Sullinger took the youth back to his high school days by describing a story that changed his life forever.
“What’s the one thing you need to do as an athlete?” asked the rookie forward. “The one thing you need to do is make right decisions. Everything you do is under a microscope. That’s what I’m here to talk about. You have to make the right decisions. Period. Point. Blank. I’m going to take you back to where I made the wrong decisions.
“Sophomore year in high school I thought I was the man. No one could tell me anything. I forgot that without school there is no basketball. I slacked off in my classes and my grades reflected my poor performance. My father was my high school head basketball coach. I had to play for my father. You don’t understand how tough that was. As I’m not doing my class assignments, I think I’m the man. Next thing you know eighth period comes around and the intercom comes on telling me to come to the principal’s office. I’m like, ‘I know I didn’t do anything.

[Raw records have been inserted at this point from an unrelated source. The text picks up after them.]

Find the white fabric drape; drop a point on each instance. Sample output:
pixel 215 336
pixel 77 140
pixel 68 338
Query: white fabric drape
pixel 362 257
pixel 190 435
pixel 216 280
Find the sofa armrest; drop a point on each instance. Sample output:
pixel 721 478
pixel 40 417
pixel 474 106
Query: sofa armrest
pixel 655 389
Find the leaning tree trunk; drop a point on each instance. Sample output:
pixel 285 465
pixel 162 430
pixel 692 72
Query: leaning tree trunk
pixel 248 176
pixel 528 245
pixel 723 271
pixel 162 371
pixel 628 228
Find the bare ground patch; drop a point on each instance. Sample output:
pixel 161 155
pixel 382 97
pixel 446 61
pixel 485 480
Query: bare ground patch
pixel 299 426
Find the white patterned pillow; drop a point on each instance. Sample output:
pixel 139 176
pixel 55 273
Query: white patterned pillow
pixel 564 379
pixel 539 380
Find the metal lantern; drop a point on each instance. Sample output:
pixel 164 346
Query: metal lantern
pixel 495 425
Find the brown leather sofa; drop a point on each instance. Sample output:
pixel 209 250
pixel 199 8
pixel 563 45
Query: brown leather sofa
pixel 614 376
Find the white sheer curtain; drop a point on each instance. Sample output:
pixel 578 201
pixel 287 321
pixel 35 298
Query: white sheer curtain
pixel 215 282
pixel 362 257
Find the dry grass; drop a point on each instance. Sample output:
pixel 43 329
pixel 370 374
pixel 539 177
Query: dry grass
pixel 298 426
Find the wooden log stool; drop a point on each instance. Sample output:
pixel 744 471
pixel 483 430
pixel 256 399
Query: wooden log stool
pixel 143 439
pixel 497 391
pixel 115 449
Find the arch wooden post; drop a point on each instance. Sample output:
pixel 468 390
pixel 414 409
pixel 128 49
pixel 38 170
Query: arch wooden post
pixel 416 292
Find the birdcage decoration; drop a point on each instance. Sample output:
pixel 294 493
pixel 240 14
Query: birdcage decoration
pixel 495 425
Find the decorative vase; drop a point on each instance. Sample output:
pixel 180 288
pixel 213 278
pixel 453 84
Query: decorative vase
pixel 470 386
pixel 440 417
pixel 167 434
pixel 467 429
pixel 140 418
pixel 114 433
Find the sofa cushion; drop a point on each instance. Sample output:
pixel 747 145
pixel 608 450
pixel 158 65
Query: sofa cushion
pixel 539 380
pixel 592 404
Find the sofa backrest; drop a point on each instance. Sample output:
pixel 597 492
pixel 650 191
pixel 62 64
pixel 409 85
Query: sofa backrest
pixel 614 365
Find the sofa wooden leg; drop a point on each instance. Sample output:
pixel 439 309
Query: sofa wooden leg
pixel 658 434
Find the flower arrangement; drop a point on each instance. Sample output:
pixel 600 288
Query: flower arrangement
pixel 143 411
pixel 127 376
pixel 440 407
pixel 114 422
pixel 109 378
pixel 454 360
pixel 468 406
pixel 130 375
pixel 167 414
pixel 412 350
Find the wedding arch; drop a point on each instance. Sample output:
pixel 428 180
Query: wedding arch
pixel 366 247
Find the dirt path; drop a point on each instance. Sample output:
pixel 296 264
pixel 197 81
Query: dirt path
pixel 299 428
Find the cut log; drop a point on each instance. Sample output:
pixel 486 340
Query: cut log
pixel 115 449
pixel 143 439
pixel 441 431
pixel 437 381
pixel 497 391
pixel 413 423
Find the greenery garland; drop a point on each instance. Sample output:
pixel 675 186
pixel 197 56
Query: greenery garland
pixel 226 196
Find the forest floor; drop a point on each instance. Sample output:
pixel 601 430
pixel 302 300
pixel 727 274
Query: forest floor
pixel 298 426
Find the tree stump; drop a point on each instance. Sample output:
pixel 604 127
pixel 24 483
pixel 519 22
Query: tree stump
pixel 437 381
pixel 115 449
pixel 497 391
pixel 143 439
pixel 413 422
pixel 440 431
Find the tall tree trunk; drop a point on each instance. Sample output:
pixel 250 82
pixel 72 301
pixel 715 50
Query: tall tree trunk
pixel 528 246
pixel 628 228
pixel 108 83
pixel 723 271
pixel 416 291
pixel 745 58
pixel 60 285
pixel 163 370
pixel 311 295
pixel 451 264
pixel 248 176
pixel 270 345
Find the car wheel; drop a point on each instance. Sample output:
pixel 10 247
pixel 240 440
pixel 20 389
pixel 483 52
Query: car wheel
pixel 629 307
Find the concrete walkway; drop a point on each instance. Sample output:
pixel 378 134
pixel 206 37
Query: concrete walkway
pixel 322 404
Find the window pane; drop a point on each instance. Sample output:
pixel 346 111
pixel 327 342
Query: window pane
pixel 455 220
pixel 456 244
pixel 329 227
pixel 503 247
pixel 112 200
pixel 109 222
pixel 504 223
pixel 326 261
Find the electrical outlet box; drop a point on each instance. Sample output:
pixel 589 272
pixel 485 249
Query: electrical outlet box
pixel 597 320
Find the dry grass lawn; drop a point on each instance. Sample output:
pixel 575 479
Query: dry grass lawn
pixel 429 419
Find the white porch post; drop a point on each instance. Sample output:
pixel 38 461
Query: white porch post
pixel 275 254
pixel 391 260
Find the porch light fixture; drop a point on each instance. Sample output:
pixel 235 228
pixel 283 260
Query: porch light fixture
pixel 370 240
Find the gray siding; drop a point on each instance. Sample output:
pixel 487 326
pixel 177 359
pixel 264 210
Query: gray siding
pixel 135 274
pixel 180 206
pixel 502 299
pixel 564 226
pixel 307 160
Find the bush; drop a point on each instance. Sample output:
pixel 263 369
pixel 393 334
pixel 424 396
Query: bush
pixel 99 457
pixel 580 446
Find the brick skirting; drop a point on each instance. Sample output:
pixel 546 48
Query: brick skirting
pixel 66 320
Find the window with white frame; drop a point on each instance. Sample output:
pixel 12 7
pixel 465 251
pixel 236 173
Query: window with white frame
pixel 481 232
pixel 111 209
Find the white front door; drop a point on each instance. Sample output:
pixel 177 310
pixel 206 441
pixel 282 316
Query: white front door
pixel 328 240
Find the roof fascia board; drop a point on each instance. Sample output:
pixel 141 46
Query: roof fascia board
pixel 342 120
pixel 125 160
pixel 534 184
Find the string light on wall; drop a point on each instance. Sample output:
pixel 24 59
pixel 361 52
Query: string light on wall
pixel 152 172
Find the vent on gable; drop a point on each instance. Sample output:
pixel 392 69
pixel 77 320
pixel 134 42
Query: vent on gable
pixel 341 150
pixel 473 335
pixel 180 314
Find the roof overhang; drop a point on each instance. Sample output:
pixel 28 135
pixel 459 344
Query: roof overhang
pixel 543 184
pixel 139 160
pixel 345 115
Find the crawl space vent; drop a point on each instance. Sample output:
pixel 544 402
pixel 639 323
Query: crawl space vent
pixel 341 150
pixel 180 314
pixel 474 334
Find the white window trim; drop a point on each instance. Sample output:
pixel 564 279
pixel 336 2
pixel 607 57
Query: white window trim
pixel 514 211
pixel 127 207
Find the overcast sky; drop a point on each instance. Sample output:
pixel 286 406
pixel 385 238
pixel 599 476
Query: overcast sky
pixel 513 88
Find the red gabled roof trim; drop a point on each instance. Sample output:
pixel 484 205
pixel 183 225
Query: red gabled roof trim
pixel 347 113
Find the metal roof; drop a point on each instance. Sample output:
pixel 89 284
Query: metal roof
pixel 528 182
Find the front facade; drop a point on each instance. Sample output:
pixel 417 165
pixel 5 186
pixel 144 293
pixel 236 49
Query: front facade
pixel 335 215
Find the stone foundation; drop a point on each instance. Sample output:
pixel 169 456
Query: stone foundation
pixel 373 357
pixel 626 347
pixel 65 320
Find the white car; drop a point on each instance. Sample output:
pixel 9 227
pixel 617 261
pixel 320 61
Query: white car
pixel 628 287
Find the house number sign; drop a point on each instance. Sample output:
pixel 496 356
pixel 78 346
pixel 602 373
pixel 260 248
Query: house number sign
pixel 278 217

I’m denying it all!’ Next thing you know, the athletic director is sitting in the office with the principal and my dad. My dad takes his bifocal glasses off and says, ‘I can’t believe you.’ I’m like, ‘What’s going on? What did I do?’ They had my grades sitting right there: D, D, C, D and an A in art, but then there were more D’s and C’s. My dad said I couldn’t play the next game.”
Sullinger’s story was already powerful, but he took it to another level as he continued on.
“We were in the District Semis, a few games away from the state championship game. I was sad. I said, ‘Dad you can’t do that.’ He said, ‘Right now I’m not your dad, I’m your coach.’ We get to the game and I’m sitting on the bench. Every media camera was on me. I wasn’t playing in the game but they still were watching my every move. We end up losing the game and all the papers the next day said we lost with me sitting on the bench. That’s where decisions fall back on. You’ve got to make the right decisions. Without that situation right there, I wouldn’t be here right now. From there on, I made the right decisions and now I’m here with you all.”
Those were two influential stories that Collins and Sullinger relayed. There was no doubt that the youth in the crowd absorbed all of the information from those two players relayed. Maybe as a result of this assembly, these students will one day be able to tell a similar story about their lives.